With the number of studies (n = 16) and the population covered (n = 9923), this review represents, to the best of our knowledge, the most comprehensive and representative study on the acceptability of mobile-phone reminders for routine childhood immunization in Nigeria. We acknowledge that pooling prevalence rates from a range of studies conducted over a 10-year period (2011–2020) could affect reliability of our overall estimates; however, this approach enabled us to understand the trend in mobile phone ownership and acceptance of mobile-phone reminders over this period. Our pooled estimates should be considered with the high heterogeneity reported–a likely result of diverse population characteristics, particularly differences in religion, tribe/culture, and socio-economic status. Lastly, except for a single multi-region study [48], we could only retrieve studies from five of the six geopolitical zones in Nigeria, with no studies from the North-east region which covers six states and accounts for about 13.6% of Nigeria’s population [73]. This represents a critical gap in understanding the feasibility of successfully implementing this cost-effective m-health intervention in the region.

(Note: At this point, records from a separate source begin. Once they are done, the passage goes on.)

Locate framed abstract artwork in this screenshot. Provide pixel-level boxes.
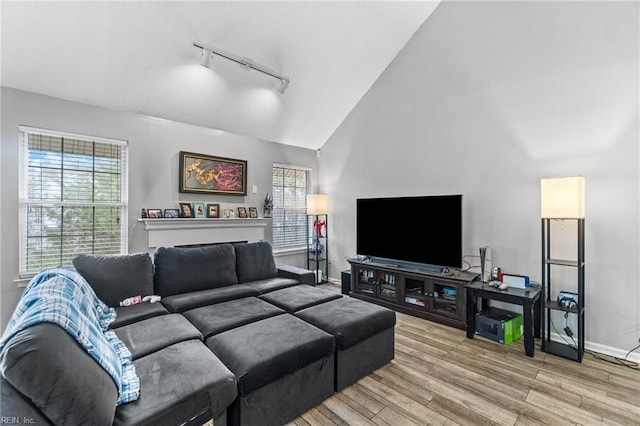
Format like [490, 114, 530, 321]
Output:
[179, 151, 247, 195]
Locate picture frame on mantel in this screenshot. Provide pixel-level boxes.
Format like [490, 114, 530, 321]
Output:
[178, 151, 247, 195]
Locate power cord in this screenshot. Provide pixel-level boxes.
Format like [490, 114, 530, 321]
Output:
[549, 312, 640, 371]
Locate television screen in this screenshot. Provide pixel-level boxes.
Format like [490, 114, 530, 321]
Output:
[356, 195, 462, 268]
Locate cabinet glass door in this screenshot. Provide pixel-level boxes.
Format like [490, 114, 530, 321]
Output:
[376, 271, 398, 302]
[431, 280, 461, 317]
[404, 278, 427, 307]
[353, 268, 376, 296]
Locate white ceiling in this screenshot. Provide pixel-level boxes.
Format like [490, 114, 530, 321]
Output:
[1, 0, 439, 149]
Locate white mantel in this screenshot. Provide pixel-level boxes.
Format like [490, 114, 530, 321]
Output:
[138, 218, 267, 248]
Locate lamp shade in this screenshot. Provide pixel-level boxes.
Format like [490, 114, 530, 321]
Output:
[540, 176, 584, 219]
[307, 194, 327, 214]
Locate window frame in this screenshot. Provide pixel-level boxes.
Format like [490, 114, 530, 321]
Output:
[18, 125, 129, 278]
[271, 163, 312, 252]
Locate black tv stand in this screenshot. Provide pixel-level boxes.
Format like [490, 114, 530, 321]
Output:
[349, 259, 477, 330]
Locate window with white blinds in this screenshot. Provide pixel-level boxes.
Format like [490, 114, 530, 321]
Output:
[273, 164, 311, 249]
[20, 127, 127, 275]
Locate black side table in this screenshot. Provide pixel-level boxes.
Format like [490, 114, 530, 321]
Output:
[467, 281, 542, 356]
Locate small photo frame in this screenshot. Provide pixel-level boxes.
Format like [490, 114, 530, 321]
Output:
[180, 203, 193, 217]
[164, 209, 180, 219]
[193, 201, 207, 219]
[147, 209, 162, 219]
[207, 204, 220, 217]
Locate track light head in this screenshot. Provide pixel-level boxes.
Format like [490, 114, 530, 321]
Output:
[278, 78, 289, 93]
[193, 42, 289, 93]
[200, 49, 211, 68]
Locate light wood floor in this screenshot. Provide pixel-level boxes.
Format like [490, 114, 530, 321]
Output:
[289, 284, 640, 426]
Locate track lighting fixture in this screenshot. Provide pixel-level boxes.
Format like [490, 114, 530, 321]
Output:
[193, 42, 289, 93]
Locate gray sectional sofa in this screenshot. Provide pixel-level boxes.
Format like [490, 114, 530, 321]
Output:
[0, 242, 396, 426]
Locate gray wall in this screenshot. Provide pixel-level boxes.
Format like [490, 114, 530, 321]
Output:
[0, 88, 317, 329]
[320, 1, 640, 356]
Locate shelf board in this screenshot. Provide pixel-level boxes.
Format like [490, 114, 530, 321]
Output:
[544, 300, 584, 314]
[544, 259, 584, 268]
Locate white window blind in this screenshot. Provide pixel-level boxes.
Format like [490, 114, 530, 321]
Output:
[273, 164, 311, 249]
[20, 127, 127, 275]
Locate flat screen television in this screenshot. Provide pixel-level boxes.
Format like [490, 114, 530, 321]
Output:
[356, 195, 462, 268]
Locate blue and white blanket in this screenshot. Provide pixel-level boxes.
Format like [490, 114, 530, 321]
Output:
[0, 268, 140, 405]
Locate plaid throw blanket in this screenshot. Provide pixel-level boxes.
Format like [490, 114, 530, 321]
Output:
[0, 268, 140, 405]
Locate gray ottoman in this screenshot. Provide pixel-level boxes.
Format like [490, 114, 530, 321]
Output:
[295, 296, 396, 391]
[260, 284, 342, 313]
[206, 314, 335, 426]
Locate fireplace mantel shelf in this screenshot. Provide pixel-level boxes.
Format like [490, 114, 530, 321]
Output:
[138, 218, 268, 248]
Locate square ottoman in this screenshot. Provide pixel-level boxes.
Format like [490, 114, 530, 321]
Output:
[259, 284, 342, 313]
[295, 296, 396, 391]
[206, 314, 335, 425]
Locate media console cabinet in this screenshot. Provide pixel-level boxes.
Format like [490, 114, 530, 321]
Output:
[349, 259, 478, 330]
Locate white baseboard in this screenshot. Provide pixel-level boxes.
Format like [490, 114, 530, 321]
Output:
[551, 333, 640, 364]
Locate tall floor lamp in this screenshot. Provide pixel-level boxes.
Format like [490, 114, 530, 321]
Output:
[540, 176, 586, 362]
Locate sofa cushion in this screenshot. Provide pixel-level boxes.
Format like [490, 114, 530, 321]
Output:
[110, 302, 169, 328]
[183, 297, 284, 339]
[115, 314, 202, 360]
[162, 284, 260, 313]
[73, 253, 153, 307]
[260, 284, 342, 313]
[234, 241, 278, 283]
[0, 323, 118, 425]
[245, 277, 300, 294]
[206, 314, 335, 396]
[113, 340, 237, 425]
[153, 244, 238, 297]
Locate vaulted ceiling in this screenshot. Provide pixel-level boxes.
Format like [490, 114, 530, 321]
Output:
[1, 1, 439, 149]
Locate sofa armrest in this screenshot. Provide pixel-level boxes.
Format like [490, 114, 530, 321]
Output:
[276, 265, 316, 285]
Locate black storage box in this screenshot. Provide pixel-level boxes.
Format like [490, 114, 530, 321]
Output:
[475, 308, 522, 345]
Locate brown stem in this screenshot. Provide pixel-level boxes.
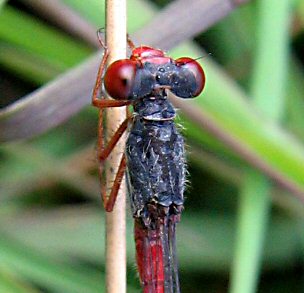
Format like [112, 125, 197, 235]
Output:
[106, 0, 127, 293]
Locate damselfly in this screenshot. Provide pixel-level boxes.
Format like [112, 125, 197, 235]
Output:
[92, 33, 205, 293]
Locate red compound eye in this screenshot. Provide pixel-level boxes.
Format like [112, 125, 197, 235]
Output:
[104, 59, 136, 100]
[175, 57, 206, 97]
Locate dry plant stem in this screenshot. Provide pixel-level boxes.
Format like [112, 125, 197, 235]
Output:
[106, 0, 127, 293]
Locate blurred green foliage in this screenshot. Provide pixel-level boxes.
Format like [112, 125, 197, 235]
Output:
[0, 0, 304, 293]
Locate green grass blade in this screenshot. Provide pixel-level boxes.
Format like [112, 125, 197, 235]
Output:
[230, 0, 290, 293]
[0, 233, 104, 293]
[0, 5, 91, 70]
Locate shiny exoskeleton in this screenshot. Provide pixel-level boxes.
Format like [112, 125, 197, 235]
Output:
[93, 46, 205, 293]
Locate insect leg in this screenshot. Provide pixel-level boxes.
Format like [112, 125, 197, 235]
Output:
[102, 154, 126, 212]
[127, 34, 136, 51]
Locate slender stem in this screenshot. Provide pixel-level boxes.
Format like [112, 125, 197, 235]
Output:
[106, 0, 127, 293]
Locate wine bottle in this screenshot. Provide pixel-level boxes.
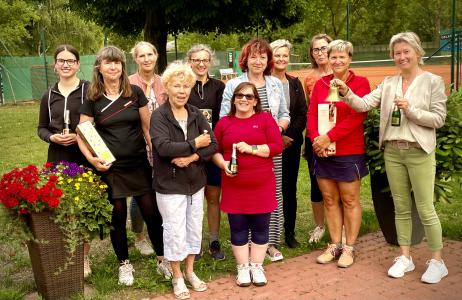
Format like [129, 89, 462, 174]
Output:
[63, 109, 71, 134]
[229, 144, 238, 175]
[391, 104, 401, 127]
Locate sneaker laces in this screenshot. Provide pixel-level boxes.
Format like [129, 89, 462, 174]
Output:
[325, 244, 339, 256]
[342, 245, 354, 256]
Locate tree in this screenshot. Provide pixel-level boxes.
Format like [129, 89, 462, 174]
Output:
[70, 0, 304, 71]
[0, 0, 38, 55]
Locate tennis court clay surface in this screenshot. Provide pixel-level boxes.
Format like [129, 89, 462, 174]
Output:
[289, 65, 451, 91]
[152, 232, 462, 300]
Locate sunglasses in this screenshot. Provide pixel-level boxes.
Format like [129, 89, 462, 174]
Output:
[234, 93, 255, 101]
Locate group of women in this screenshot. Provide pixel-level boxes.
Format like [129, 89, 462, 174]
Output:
[38, 32, 448, 299]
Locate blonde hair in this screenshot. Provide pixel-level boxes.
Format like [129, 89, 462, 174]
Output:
[270, 39, 292, 52]
[327, 40, 353, 57]
[88, 46, 132, 101]
[389, 31, 425, 65]
[160, 60, 196, 87]
[130, 41, 159, 60]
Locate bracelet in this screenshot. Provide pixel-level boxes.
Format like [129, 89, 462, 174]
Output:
[252, 145, 258, 155]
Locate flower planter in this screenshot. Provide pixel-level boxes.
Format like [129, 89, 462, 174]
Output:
[28, 211, 84, 299]
[370, 173, 425, 246]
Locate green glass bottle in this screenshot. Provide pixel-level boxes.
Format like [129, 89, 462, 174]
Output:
[229, 144, 238, 175]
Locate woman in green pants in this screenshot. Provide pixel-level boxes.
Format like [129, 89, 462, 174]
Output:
[336, 32, 448, 283]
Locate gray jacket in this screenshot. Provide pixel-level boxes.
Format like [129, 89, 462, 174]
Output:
[344, 72, 447, 153]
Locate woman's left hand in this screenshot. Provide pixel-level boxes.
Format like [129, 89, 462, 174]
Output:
[236, 142, 252, 154]
[395, 97, 409, 110]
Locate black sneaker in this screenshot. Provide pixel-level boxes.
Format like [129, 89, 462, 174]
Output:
[209, 241, 225, 260]
[285, 233, 300, 248]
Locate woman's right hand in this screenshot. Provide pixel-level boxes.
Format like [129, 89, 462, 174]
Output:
[50, 133, 77, 146]
[194, 133, 212, 149]
[334, 79, 349, 96]
[221, 160, 236, 177]
[88, 156, 111, 172]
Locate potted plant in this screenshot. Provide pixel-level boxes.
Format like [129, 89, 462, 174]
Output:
[364, 110, 425, 245]
[364, 90, 462, 245]
[0, 162, 112, 299]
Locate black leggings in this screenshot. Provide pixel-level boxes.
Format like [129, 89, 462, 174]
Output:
[228, 213, 271, 246]
[110, 192, 164, 262]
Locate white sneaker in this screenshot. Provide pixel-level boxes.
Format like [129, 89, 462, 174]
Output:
[388, 255, 415, 278]
[135, 239, 154, 256]
[308, 225, 326, 243]
[83, 255, 91, 278]
[236, 263, 252, 286]
[157, 258, 173, 279]
[421, 258, 449, 283]
[250, 263, 268, 286]
[119, 259, 135, 286]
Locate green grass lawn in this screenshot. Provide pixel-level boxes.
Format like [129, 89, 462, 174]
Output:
[0, 104, 462, 299]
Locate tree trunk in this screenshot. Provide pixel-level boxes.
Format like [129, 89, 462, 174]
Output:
[144, 5, 167, 73]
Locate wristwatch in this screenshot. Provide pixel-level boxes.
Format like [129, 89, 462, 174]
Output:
[252, 145, 258, 155]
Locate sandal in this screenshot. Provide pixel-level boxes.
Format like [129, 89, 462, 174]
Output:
[183, 272, 207, 292]
[266, 246, 284, 262]
[172, 278, 191, 300]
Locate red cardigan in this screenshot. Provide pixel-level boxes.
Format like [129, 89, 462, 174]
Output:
[307, 70, 371, 156]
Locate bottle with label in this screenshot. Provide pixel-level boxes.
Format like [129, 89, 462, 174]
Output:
[391, 103, 401, 127]
[229, 144, 238, 175]
[63, 110, 71, 134]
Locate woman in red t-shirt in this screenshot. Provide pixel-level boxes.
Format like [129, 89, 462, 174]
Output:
[213, 82, 282, 286]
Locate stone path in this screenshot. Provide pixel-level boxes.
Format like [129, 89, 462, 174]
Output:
[151, 232, 462, 300]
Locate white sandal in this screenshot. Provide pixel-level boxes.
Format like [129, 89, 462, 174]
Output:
[184, 272, 207, 292]
[172, 278, 191, 300]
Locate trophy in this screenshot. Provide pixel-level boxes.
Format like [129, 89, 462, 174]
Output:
[318, 80, 340, 155]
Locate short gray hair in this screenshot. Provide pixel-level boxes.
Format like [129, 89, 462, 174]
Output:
[160, 60, 196, 87]
[130, 41, 159, 60]
[390, 31, 425, 65]
[270, 39, 292, 52]
[327, 40, 353, 57]
[186, 44, 215, 62]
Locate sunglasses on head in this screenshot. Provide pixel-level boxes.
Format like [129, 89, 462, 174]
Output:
[234, 93, 255, 101]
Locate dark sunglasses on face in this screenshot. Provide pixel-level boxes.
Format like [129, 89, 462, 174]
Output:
[234, 93, 255, 101]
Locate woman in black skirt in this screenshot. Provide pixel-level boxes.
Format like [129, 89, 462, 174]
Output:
[77, 46, 164, 286]
[37, 45, 91, 277]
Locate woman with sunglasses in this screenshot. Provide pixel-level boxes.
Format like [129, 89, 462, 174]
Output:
[213, 82, 282, 286]
[37, 45, 91, 277]
[186, 44, 225, 260]
[220, 38, 290, 261]
[304, 33, 332, 243]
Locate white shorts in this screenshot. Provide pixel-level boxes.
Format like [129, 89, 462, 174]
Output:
[156, 188, 204, 261]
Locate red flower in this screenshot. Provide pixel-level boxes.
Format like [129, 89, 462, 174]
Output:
[43, 161, 53, 169]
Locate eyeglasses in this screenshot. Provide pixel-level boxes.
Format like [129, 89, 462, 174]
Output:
[56, 58, 77, 66]
[234, 93, 255, 101]
[189, 58, 210, 65]
[313, 46, 327, 54]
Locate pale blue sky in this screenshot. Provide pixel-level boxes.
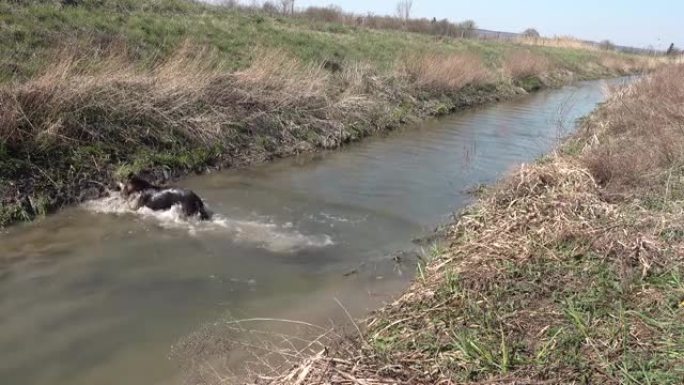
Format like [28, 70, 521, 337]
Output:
[214, 0, 684, 49]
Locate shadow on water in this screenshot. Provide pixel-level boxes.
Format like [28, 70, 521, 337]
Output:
[0, 76, 632, 385]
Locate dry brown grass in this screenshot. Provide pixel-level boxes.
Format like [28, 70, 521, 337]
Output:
[403, 54, 493, 92]
[582, 65, 684, 194]
[517, 36, 600, 51]
[503, 50, 552, 79]
[255, 63, 684, 385]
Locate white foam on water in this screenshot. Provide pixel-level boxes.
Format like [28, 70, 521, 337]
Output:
[83, 192, 335, 253]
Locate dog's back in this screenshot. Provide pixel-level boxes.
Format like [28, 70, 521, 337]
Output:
[122, 175, 211, 220]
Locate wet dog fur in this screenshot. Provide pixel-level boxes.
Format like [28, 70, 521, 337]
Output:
[120, 174, 211, 220]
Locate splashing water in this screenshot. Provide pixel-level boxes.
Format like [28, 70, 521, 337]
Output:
[83, 192, 335, 253]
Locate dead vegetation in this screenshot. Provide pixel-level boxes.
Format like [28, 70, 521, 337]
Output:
[404, 54, 494, 93]
[255, 66, 684, 384]
[503, 50, 552, 80]
[0, 35, 664, 226]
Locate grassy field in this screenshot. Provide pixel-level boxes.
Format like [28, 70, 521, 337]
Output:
[260, 64, 684, 385]
[0, 0, 655, 226]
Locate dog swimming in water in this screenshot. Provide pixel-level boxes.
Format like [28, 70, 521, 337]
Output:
[119, 173, 211, 220]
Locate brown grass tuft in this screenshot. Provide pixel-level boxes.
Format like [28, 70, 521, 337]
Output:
[403, 54, 493, 92]
[582, 65, 684, 194]
[255, 66, 684, 385]
[503, 51, 551, 79]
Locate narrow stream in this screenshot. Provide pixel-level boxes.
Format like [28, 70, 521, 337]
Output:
[0, 80, 624, 385]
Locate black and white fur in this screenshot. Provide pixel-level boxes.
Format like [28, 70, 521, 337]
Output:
[120, 174, 211, 220]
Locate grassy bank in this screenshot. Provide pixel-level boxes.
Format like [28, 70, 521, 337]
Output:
[260, 65, 684, 384]
[0, 0, 655, 226]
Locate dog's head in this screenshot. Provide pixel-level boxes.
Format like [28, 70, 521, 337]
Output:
[119, 173, 154, 197]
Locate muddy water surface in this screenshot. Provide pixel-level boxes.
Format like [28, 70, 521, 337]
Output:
[0, 82, 624, 385]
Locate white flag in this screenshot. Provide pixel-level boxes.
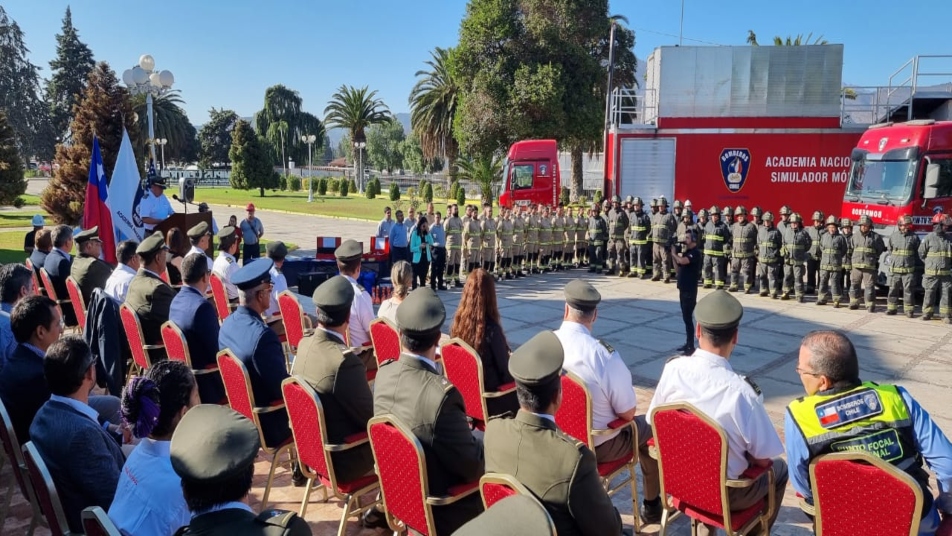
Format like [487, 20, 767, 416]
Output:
[106, 129, 145, 244]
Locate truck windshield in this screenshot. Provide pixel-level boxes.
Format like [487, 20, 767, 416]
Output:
[846, 160, 916, 203]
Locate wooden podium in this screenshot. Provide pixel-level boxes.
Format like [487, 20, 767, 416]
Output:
[153, 211, 214, 258]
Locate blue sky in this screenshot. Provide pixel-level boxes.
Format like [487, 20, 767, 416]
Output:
[3, 0, 952, 124]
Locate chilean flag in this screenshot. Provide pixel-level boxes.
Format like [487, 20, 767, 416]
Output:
[83, 137, 116, 266]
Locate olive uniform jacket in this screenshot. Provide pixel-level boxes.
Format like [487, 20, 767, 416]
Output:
[291, 328, 374, 482]
[69, 253, 112, 306]
[485, 410, 621, 536]
[175, 508, 311, 536]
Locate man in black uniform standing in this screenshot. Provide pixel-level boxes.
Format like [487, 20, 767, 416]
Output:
[671, 229, 701, 355]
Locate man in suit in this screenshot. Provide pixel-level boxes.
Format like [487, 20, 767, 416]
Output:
[218, 259, 305, 485]
[30, 336, 125, 532]
[43, 225, 76, 326]
[485, 331, 622, 536]
[294, 278, 387, 529]
[374, 287, 484, 534]
[169, 404, 311, 536]
[126, 231, 175, 361]
[69, 227, 112, 304]
[169, 253, 225, 404]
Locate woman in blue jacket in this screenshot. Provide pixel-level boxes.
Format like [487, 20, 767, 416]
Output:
[410, 216, 433, 288]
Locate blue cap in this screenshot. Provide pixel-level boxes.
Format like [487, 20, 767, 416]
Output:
[231, 258, 274, 290]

Implication for practice and research

There appears to be broad acceptance of mobile-phone reminder interventions among mothers utilizing routine childhood vaccine delivery system in Nigeria. Given this widespread acceptance and its demonstrated cost-effectiveness and proven impact, health policymakers and stakeholders should consider including mobile-phone reminders as part of a multi-strategy approach to address slow adherence to routine immunization in the country. However, further studies, preferably utilizing qualitative design, are needed to explore and identify the factors (including religion and culture) why small, but nevertheless significant, proportion of mothers are unwilling to accept text reminders on health messages.

Conclusion

Our findings demonstrate strong evidence for a high ownership of mobile phone devices among mothers utilizing the routine childhood delivery service in Nigeria, and also shows that most mothers are willing to receive mobile phone reminders for routine vaccination appointments. While these findings are encouraging, further studies are needed to better understand factors why some mothers decline to receive these reminders and appreciate nuanced regional and cultural differences in mothers’ preferences for mobile-phone reminder.